HW 01 - Airbnb listings in Edinburgh

Photo by Madeleine Kohler on Unsplash Photo by Madeleine Kohler on Unsplash

Recent development in Edinburgh regarding the growth of Airbnb and its impact on the housing market means a better understanding of the Airbnb listings is needed. Using data provided by Airbnb, we can explore how Airbnb availability and prices vary by neighborhood.

The data come from the Kaggle database. It’s been modified to better serve the goals of this exploration.

Learning goals

The goal of this assignment is not to conduct a thorough analysis of Airbnb listings in Edinburgh, but instead to give you another chance to practice your workflow, data visualization, and interpretation skills.

Getting help

If you have any questions about the assignment, please post them on Piazza!

Getting started

IMPORTANT: If there is no GitHub repo created for you for this assignment, it means I didn’t have your GitHub username as of when I assigned the homework. Please let me know your GitHub username asap, and I can create your repo.

Go to the course GitHub organization and locate your HW 1 repo, which should be named hw-01-airbnb-edi-YOUR_GITHUB_USERNAME. Grab the URL of the repo, and clone it in RStudio. Refer to Lab 01 if you would like to see step-by-step instructions for cloning a repo into an RStudio project.

First, open the R Markdown document hw-01-airbnb-edi.Rmd and Knit it. Make sure it compiles without errors. The output will be in the file markdown .md file with the same name.

Packages

We’ll use the tidyverse package for this analysis, and the data is in the dsbox package. Run the following code in the Console to load these packages.

library(tidyverse)
library(dsbox)

Data

  1. The dataset you’ll be using is called edibnb. Run View(edibnb) in your Console to view the data in the data viewer. What does each row in the dataset represent?

Hint: The Markdown Quick Reference sheet has an example of inline R code that might be helpful. You can access it from the Help menu in RStudio.

  1. How many observations (rows) does the dataset have? Instead of hard coding the number in your answer, use inline code.

✅ ⬆️ Now is a good time to commit and push your changes to GitHub with an appropriate commit message. Make sure to commit and push all changed files so that your Git pane is cleared up afterwards.

Each column represents a variable. We can get a list of the variables in the data frame using the names() function.

names(edibnb)
##  [1] "id"                   "price"                "neighbourhood"       
##  [4] "accommodates"         "bathrooms"            "bedrooms"            
##  [7] "beds"                 "review_scores_rating" "number_of_reviews"   
## [10] "listing_url"

You can find descriptions of each of the variables in the help file for the dataset, which you can access by running ?edibnb in your Console.

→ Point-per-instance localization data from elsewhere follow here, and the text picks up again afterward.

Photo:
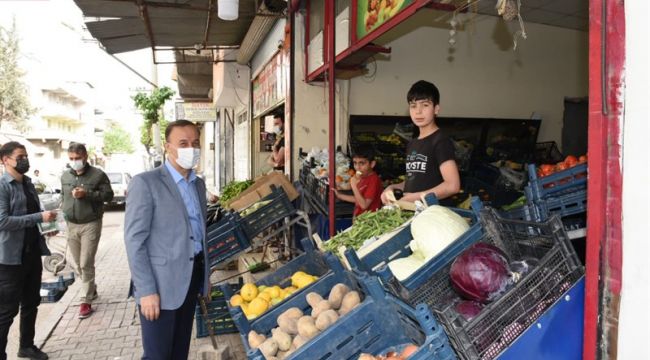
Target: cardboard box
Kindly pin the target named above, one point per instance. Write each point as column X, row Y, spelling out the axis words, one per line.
column 262, row 188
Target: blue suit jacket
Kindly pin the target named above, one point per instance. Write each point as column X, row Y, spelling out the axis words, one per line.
column 157, row 236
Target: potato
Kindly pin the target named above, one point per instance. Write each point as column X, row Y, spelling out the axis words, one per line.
column 306, row 327
column 313, row 299
column 293, row 313
column 336, row 295
column 288, row 325
column 326, row 319
column 298, row 341
column 350, row 301
column 255, row 339
column 269, row 348
column 282, row 338
column 323, row 305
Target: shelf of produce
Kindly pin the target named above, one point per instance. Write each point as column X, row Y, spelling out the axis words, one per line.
column 557, row 334
column 363, row 329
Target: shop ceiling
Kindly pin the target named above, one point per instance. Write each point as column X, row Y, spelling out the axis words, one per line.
column 192, row 31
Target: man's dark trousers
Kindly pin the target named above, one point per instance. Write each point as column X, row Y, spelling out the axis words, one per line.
column 168, row 338
column 20, row 288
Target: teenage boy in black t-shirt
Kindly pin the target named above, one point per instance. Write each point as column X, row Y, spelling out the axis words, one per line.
column 430, row 163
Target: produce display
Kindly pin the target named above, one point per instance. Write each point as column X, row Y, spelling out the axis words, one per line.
column 233, row 189
column 256, row 300
column 569, row 162
column 433, row 230
column 251, row 209
column 392, row 355
column 296, row 328
column 366, row 226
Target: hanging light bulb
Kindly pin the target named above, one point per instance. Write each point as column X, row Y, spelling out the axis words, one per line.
column 228, row 9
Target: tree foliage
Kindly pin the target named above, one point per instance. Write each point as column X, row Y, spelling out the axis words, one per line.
column 15, row 107
column 151, row 105
column 117, row 140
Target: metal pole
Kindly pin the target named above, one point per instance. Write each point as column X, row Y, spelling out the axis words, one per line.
column 330, row 14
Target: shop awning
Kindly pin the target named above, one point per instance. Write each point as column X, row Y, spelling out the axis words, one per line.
column 126, row 25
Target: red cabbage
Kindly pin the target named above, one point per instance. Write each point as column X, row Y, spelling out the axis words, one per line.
column 468, row 309
column 481, row 273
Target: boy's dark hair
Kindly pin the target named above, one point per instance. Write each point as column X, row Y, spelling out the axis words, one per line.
column 178, row 123
column 364, row 153
column 8, row 148
column 77, row 148
column 423, row 90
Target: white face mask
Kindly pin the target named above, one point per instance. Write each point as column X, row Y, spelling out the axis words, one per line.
column 188, row 158
column 77, row 165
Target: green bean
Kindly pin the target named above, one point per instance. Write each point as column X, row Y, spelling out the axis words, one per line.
column 366, row 226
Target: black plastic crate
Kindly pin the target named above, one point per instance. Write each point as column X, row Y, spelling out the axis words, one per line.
column 217, row 316
column 547, row 153
column 502, row 321
column 277, row 208
column 225, row 239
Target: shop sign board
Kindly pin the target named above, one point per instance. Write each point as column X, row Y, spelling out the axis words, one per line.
column 196, row 111
column 270, row 85
column 372, row 13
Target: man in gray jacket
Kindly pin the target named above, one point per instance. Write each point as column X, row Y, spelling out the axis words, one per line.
column 85, row 188
column 164, row 233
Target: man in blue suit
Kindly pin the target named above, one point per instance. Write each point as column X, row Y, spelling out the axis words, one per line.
column 164, row 233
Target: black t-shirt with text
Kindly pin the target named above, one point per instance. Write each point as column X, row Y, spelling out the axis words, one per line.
column 423, row 159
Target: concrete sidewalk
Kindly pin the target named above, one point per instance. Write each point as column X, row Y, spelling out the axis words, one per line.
column 113, row 331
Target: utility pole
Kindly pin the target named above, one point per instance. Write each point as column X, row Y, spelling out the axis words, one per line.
column 155, row 128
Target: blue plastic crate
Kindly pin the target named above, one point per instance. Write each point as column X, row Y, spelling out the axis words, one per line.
column 217, row 317
column 559, row 183
column 225, row 239
column 528, row 212
column 53, row 295
column 311, row 261
column 277, row 209
column 398, row 247
column 558, row 268
column 61, row 283
column 568, row 204
column 379, row 324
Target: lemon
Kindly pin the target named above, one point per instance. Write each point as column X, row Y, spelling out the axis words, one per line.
column 297, row 278
column 258, row 306
column 274, row 291
column 276, row 301
column 236, row 300
column 264, row 295
column 249, row 292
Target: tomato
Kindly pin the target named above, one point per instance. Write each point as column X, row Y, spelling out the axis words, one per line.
column 571, row 161
column 547, row 169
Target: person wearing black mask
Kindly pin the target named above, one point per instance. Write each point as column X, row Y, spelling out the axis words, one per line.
column 21, row 248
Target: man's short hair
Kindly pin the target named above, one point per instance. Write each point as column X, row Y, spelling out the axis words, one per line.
column 8, row 148
column 78, row 148
column 423, row 90
column 364, row 152
column 178, row 123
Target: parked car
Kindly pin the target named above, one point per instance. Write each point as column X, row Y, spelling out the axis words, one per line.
column 119, row 183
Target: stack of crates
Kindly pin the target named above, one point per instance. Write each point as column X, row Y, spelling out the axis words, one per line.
column 556, row 269
column 216, row 319
column 563, row 193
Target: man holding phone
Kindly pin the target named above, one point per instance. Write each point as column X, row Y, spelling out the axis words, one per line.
column 85, row 188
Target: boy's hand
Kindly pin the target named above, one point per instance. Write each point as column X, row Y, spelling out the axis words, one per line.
column 387, row 196
column 354, row 181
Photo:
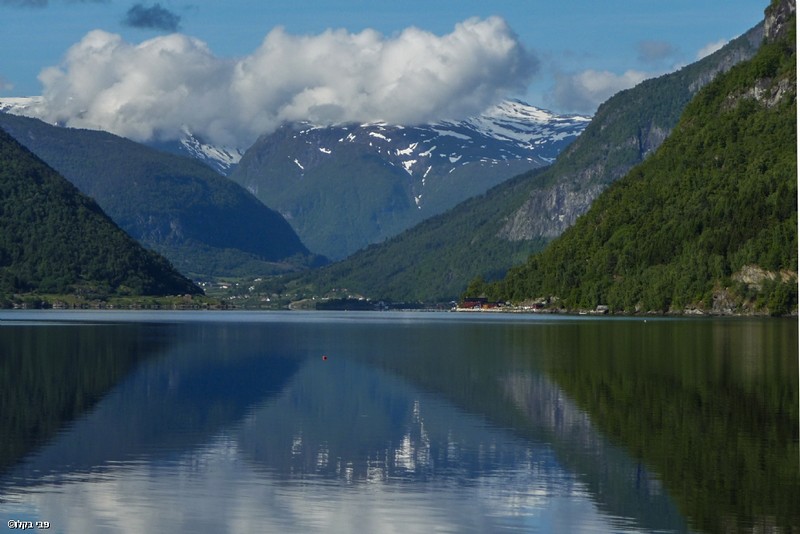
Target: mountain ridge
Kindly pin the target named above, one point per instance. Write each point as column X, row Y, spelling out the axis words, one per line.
column 346, row 186
column 55, row 239
column 205, row 224
column 481, row 238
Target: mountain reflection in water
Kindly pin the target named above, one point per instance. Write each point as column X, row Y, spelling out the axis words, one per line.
column 414, row 423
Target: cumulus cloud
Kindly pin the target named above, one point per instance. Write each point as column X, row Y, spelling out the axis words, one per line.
column 153, row 89
column 583, row 92
column 154, row 17
column 710, row 48
column 44, row 3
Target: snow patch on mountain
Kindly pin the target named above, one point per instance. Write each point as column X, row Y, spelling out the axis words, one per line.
column 509, row 131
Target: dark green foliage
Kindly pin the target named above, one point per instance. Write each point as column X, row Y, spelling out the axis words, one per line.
column 53, row 239
column 719, row 195
column 201, row 221
column 435, row 260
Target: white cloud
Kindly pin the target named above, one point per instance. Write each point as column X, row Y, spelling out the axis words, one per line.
column 152, row 89
column 710, row 48
column 583, row 92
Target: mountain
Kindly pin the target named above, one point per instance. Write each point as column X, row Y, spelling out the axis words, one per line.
column 486, row 235
column 709, row 221
column 53, row 239
column 222, row 159
column 206, row 225
column 344, row 187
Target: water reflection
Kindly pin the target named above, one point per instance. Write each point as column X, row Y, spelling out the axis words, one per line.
column 419, row 423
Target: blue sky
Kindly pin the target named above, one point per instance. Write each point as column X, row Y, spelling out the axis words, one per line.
column 567, row 56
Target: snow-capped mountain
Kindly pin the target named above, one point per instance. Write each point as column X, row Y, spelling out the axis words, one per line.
column 343, row 187
column 509, row 131
column 222, row 159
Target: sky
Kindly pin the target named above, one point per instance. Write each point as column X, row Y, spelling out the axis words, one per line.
column 232, row 70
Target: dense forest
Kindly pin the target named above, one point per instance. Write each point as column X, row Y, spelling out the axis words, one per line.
column 205, row 224
column 53, row 239
column 709, row 221
column 490, row 233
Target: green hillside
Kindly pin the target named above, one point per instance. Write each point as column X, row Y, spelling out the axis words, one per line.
column 488, row 234
column 206, row 225
column 708, row 222
column 53, row 239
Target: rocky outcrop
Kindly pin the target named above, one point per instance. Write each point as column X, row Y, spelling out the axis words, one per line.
column 548, row 213
column 625, row 130
column 777, row 15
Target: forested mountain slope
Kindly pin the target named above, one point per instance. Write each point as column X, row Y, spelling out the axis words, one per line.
column 709, row 222
column 206, row 225
column 486, row 235
column 53, row 239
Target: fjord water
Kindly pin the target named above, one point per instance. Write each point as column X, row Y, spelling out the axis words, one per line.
column 394, row 422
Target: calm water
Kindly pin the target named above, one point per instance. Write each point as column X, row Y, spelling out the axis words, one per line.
column 315, row 422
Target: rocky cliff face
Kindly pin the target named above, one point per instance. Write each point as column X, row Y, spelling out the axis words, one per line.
column 777, row 15
column 625, row 130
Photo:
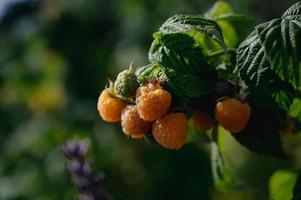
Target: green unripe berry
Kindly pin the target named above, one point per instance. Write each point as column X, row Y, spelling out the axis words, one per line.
column 126, row 84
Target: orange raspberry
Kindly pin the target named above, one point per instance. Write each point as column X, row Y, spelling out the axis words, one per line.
column 110, row 107
column 233, row 114
column 152, row 102
column 132, row 124
column 202, row 121
column 170, row 131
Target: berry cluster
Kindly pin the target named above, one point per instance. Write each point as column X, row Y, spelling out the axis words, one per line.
column 146, row 110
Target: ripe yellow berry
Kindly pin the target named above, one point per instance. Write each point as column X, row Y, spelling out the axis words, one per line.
column 152, row 102
column 170, row 131
column 203, row 121
column 110, row 107
column 233, row 114
column 132, row 124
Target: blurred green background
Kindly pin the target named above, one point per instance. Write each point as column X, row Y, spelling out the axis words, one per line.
column 55, row 58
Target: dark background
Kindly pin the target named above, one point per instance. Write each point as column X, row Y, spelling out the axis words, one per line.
column 55, row 58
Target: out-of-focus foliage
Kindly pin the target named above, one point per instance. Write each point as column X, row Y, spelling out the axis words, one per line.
column 55, row 57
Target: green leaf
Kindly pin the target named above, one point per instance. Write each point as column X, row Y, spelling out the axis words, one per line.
column 281, row 39
column 181, row 62
column 297, row 188
column 261, row 133
column 179, row 52
column 254, row 70
column 235, row 27
column 281, row 185
column 222, row 175
column 189, row 23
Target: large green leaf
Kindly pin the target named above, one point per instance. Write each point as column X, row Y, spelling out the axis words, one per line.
column 281, row 185
column 189, row 23
column 261, row 133
column 281, row 39
column 235, row 27
column 254, row 70
column 180, row 58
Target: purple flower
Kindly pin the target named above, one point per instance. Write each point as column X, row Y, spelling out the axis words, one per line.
column 88, row 183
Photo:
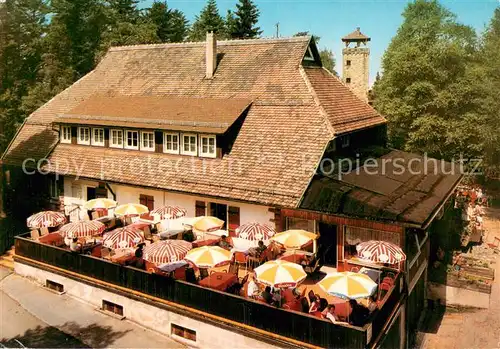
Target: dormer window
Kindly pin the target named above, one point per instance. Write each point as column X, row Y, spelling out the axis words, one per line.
column 171, row 142
column 131, row 139
column 98, row 137
column 309, row 56
column 65, row 134
column 116, row 139
column 147, row 141
column 207, row 146
column 83, row 135
column 189, row 144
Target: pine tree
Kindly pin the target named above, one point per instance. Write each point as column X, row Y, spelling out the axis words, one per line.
column 428, row 91
column 247, row 16
column 209, row 19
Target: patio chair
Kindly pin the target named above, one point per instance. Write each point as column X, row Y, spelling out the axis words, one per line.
column 35, row 234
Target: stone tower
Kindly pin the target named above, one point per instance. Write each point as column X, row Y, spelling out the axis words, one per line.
column 355, row 56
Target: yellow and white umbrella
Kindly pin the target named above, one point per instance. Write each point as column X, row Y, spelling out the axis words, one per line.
column 208, row 256
column 102, row 203
column 207, row 224
column 294, row 238
column 280, row 274
column 348, row 285
column 131, row 209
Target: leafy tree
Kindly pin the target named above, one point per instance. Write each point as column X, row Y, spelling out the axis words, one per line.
column 428, row 91
column 246, row 18
column 209, row 19
column 171, row 25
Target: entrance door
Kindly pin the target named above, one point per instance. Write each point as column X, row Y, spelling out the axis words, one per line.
column 327, row 244
column 219, row 211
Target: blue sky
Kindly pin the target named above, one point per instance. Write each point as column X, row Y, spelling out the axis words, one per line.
column 332, row 19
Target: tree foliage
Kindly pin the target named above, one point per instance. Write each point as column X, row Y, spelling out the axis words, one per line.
column 428, row 90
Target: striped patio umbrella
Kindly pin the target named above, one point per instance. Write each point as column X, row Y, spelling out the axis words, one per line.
column 254, row 232
column 82, row 229
column 280, row 274
column 122, row 238
column 166, row 251
column 294, row 238
column 96, row 204
column 170, row 212
column 207, row 224
column 209, row 256
column 46, row 219
column 380, row 252
column 348, row 285
column 131, row 209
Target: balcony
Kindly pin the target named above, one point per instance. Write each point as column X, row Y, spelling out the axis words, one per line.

Note: The plot will give a warning about some observations with non-finite values for price being removed. Don’t worry about the warning, it simply means that 199 listings in the data didn’t have prices available, so they can’t be plotted.

  1. Create a faceted histogram where each facet represents a neighborhood and displays the distribution of Airbnb prices in that neighborhood. Sample code is provided below, but you will need to fill in the blanks.
ggplot(data = ___, mapping = aes(x = ___)) +
  geom_histogram(binwidth = ___) +
  facet_wrap(~___)

Let’s deconstruct this code:

✅ ⬆️ Commit and push your changes again.

  1. Create a similar visualization, this time showing the distribution of review scores (review_scores_rating) across neighborhoods. In your answer, include a brief interpretation of how Airbnb guests rate properties in general and how the neighborhoods compare to each other in terms of their ratings.

✅ ⬆️ Commit and push your changes again.